Sitting over beers with our friends, conversations about fashion strayed into the tragic outfits donned at the gym. We laughed at the misuse of stretch fabrics and the tenacity of those fashion misfits who despite their internalized ferocity should not wear said fabrics. The next homological step in the confab was the amount of sexual tension that exists at the gym. Because they don’t read this blog, I’m going to take the liberty and out their naivety.
I don’t personally engage in this facet of gay flagellation, but I am well aware of the shenanigans that go on at the gym. “Straight boy” jokingly said that he ran into “two of your people” in the locker room. I wasn’t really offended at this statement because I was fantasizing about straight boys in various states of undress taking note of gay activity (cue porn music). His child-like telling of this story was adorable, as if he was a toddler describing the joy of DisneyWorld to a Floridian.
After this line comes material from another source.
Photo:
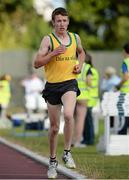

Happily enough, another story surfaced about a straight gal in the office who was pursued by another woman. Speaking for all men at the table, I found the story slightly arousing and expressed my hopes that the straight office girl had a tiny inkling of becoming sapphist. “Straight boy’s fiancee” smiled and said that she would be honestly flattered if thrown into that situation. Without skipping a beat, straight boy turned his head and grinned from ear to ear.
What have we learned? The plan for gays to tear the fabric of society is unfounded, blame it on the dirty fantasies of straight men.